Worldview education and normative professionalisation
Besides knowledge and skills, professionalism requires an awareness of the personal values that influence professional decision-making. An understanding of personal values is decisive for the quality of professional performance. This awareness-development process is supported by practice-based and biographical research.
Objective
The objective of this research is to identify the personal motivation of students and professionals. To do this, we are developing various tools that help individuals develop an awareness of and articulate their deeper motivation. The focus is on gaining moral awareness as part of an individual’s personal worldview.
- We are developing useful tools that can be used to chart and analyse the norms and values of students and professionals.
- We are developing tools and teaching activities that aid the self-reflection and value-oriented professionalisation of students and professionals.
Results
The result is a narrative-biographical research tool that can be adapted to suit any given degree programme. It is a tool that can be used to realise continued reflection throughout the course of the study.
Reflection also resulted in several analysis tools that help achieve an in-depth insight into the motivation that underlies the professional performance of students and professionals.
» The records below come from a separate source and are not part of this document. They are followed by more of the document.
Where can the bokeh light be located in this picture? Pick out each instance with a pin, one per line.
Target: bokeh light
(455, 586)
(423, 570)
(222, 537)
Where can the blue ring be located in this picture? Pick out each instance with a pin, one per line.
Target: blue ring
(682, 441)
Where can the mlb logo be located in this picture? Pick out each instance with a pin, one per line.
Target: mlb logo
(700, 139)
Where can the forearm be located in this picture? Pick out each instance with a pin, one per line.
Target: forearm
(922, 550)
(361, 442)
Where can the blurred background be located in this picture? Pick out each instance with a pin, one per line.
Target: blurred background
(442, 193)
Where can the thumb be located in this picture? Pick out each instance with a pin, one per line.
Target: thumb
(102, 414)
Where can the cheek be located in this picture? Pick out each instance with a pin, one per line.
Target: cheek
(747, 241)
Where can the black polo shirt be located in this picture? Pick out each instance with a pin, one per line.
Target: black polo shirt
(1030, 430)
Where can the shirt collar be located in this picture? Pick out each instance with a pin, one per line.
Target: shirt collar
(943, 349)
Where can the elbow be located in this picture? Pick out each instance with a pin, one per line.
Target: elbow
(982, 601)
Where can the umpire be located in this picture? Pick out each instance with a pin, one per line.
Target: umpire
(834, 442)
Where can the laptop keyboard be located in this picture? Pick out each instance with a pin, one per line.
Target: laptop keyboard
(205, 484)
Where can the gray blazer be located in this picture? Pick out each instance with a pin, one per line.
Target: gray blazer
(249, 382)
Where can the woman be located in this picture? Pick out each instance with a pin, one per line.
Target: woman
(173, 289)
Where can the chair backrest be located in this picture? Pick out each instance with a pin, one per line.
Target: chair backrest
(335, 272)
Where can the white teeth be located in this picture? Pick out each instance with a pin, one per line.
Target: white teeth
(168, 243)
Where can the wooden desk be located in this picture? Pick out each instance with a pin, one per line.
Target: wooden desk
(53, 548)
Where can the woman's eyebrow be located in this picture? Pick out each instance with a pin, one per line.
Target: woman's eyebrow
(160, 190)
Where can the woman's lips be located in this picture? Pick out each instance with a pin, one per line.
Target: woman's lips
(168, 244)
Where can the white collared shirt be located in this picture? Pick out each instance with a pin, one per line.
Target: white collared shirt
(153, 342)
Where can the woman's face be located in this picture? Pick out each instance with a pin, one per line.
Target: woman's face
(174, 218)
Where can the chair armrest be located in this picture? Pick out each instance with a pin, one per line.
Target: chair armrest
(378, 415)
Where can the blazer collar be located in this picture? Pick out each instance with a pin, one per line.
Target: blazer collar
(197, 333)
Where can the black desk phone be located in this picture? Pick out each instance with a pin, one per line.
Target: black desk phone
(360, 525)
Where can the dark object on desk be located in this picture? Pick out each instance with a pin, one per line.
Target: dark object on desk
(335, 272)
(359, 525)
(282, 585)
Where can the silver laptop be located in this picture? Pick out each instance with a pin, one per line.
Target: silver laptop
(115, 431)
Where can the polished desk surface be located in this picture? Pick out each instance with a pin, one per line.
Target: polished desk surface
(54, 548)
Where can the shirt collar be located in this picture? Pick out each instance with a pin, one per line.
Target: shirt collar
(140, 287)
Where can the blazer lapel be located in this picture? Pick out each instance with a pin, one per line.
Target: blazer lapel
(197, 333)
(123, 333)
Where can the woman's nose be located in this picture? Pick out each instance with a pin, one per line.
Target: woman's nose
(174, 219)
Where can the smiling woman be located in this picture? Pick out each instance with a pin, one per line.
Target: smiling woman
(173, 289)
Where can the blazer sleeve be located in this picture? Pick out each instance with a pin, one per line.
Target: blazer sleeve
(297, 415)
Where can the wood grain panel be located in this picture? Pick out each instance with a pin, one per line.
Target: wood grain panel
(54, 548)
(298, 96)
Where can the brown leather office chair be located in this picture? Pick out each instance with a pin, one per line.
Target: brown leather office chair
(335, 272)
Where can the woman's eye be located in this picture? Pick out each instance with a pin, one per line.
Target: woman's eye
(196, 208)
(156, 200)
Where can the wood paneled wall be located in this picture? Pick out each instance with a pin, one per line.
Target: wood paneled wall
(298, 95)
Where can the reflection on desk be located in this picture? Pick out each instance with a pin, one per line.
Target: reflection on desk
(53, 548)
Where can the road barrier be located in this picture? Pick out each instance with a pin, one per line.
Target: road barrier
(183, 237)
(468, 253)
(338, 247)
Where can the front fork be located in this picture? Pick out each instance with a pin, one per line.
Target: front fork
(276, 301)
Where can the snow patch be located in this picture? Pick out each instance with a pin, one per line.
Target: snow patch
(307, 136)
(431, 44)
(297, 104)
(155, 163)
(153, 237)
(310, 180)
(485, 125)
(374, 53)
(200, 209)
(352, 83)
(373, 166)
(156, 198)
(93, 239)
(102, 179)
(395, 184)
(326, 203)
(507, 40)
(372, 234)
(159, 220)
We distinguish between seven typologies of students, which help study career coaches to guide individual students effectively and make their norms and values explicit.
Ongoing research and projects are currently yielding a range of teaching methods, reflection tools that often make value orientation the subject of discussion and dialogue.
The theoretical substantiation is described in the dissertation.
Van der Zande, E. (2018). Life Orientation for Professionals. A Narrative Inquiry into Morality and Dialogical Competency in Professionalisation. Almere: Parthenon.
Duration
20 November 2019 - 01 December 2023
Approach
A narrative-biographical research method is used, in which data can be gathered via a self-designed tool. Added to this, the narrative texts of students and professionals have been subjected to a three-phase analysis in which 'borderline experiences' play a meaningful role.